A picture is worth a thousand words, so I created this nifty diagram below to explain the relationships between the Experience Design roles and how they’re interconnected. I’ve seen other relational diagrams, but all the cool kids like mine better.
UI + UX + IxD + IA
From the diagram you can see that these roles are closely connected by collaborating together to design a single product experience.
CX + UX + SD
While Service Design envelops all the Experience Design methodologies in the diagram above, a clearer picture emerges when you show the relationship between CX, UX, and SD, where CX and SD are closely interconnected, with UX being the common glue that binds them together as they seek to create and optimize customer services and experiences.
What Are the Major Differences Between the Experience Design Roles?
UI vs UX
UX Designers are focused on developing the layout of information and interactions for the entire digital product, whereas UI Designers create the aesthetic or visual design for digital product. Typically, UX Designers will start the design process of a web or mobile app with user research, and once they complete the UX Research Report and wireframes, they’ll hand those over to the UI Designer to begin the UI design process of applying visual design to the wireframes.
CX vs UX
Generally speaking, UX Designers focus on designing one product interface based on users’ needs, while CX is more focused on researching and updating multiple products in order to create and optimize the holistic customer experience.

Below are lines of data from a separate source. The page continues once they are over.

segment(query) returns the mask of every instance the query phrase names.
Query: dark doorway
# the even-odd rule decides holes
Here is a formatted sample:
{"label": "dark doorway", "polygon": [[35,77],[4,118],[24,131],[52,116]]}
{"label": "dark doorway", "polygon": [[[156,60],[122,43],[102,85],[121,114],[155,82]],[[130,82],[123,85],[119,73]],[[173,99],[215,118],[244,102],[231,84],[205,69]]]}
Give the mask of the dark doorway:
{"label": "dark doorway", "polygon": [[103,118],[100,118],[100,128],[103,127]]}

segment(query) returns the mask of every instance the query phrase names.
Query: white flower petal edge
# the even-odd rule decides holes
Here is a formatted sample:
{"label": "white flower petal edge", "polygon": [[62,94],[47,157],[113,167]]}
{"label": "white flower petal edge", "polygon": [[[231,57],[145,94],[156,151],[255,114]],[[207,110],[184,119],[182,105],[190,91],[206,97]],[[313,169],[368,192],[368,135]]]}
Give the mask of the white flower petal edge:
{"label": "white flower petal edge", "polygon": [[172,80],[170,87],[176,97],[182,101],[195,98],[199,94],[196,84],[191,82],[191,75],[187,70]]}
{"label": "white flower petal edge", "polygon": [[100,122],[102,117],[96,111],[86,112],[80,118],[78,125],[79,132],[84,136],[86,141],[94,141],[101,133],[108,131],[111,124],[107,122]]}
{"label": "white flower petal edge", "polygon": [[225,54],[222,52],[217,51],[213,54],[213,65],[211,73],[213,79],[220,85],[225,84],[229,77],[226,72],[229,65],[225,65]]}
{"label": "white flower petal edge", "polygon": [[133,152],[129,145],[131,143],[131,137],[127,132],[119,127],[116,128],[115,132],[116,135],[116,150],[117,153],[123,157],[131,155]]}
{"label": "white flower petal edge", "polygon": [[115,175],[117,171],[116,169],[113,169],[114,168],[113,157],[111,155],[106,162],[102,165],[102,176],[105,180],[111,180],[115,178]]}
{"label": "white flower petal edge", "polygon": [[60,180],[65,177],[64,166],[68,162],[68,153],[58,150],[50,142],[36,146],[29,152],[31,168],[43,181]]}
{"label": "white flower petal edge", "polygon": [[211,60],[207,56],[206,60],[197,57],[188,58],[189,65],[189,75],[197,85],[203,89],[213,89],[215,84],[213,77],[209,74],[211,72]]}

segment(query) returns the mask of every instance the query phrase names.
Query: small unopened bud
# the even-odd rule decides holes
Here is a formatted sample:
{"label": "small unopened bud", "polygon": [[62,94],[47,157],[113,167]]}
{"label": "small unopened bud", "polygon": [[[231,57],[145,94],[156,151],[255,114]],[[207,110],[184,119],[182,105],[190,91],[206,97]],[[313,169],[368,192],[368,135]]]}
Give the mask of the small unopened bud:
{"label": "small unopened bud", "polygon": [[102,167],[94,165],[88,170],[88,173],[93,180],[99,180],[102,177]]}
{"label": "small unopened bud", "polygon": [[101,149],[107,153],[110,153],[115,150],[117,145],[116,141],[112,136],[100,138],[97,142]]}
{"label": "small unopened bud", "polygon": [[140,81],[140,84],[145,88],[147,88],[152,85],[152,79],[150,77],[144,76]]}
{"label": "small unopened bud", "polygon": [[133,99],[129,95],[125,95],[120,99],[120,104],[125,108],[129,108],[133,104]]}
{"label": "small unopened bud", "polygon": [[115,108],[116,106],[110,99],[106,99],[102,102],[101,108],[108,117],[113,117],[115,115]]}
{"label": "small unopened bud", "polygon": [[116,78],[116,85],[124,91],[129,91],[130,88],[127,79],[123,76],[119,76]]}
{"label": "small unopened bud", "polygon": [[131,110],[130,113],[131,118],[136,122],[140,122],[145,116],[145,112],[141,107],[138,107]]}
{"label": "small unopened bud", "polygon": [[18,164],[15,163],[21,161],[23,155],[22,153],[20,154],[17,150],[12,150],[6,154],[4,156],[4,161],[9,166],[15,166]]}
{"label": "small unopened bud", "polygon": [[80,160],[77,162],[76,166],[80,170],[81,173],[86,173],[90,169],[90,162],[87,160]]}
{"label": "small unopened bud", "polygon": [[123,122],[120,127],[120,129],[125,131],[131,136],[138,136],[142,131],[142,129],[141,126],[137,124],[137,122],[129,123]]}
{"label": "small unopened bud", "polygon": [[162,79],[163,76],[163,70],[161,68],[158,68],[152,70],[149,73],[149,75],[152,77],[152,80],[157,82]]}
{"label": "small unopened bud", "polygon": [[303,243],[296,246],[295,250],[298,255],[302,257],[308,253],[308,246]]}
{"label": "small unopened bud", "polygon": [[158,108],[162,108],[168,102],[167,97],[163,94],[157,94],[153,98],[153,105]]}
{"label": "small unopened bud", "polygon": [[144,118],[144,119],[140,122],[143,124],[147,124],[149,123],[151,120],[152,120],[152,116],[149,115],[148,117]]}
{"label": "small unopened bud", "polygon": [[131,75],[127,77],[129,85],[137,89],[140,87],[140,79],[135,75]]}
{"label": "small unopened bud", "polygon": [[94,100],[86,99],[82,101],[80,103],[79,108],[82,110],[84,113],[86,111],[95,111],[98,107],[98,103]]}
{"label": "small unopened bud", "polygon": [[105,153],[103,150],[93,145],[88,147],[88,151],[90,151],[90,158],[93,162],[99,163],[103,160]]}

The customer experience represents every step of the journey from when users are running price comparisons, to when users try the product, to when users may resort to customer service if their needs aren’t met. In essence, UX is part of a broader CX, but CX contains some aspects outside of a product that UX does not.
CX vs SD
Service design generally involves designing the complete customer experience while customer experience focuses more on the upkeep of the customer experience. Another element that differentiates SD from CX is the fact that service design is more often associated with businesses that provide commodities.